Неужели он обрел для себя целый мир, почувствовав сейчас эту женщину? И если сейчас она – это сам мир, то Фредерик ощущал себя Господом Богом, когда грешную оболочку, людскую плоть разорвало на мелкие части, а он после этого вдохнул без остатка весь мир и почувствовал свое бессмертие.
– Мэри, мне кажется, ты мне нравишься… – сказал он первое, что пришло на ум.

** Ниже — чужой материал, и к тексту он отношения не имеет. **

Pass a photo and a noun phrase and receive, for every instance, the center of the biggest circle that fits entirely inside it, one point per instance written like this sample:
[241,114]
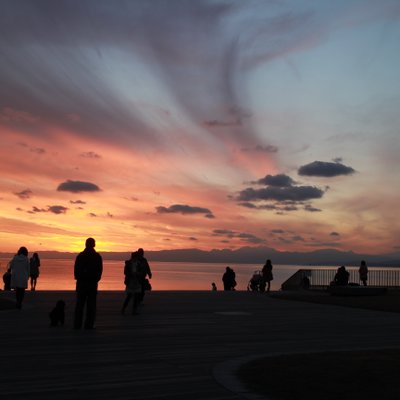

– Лучше бы ты помолчал. Такой момент…
И Фредерик замолчал. Наступила какая-то странная, неловкая пауза длиною в ночь, которую им обоим хотелось заполнить словами. У них вдруг появилось чудное желание – поделиться сегодняшним днем, рассказать, как дела на работе, с какими трудностями пришлось столкнуться, даже спросить друг у друга совета. Но Мэри и Фредерик так давно не делились ничем, что разговор по душам казался каким-то диким. Неестественным и даже слегка пугающим. Они оба лежали с закрытыми глазами, каждый на своей половине кровати, и думали о том, что сейчас с ними произошло нечто чудесное. Такое, что можно было пронести через всю жизнь. Соприкосновение тел редко запоминается, соприкосновение того, что под кожей, внутри, – не забывается никогда.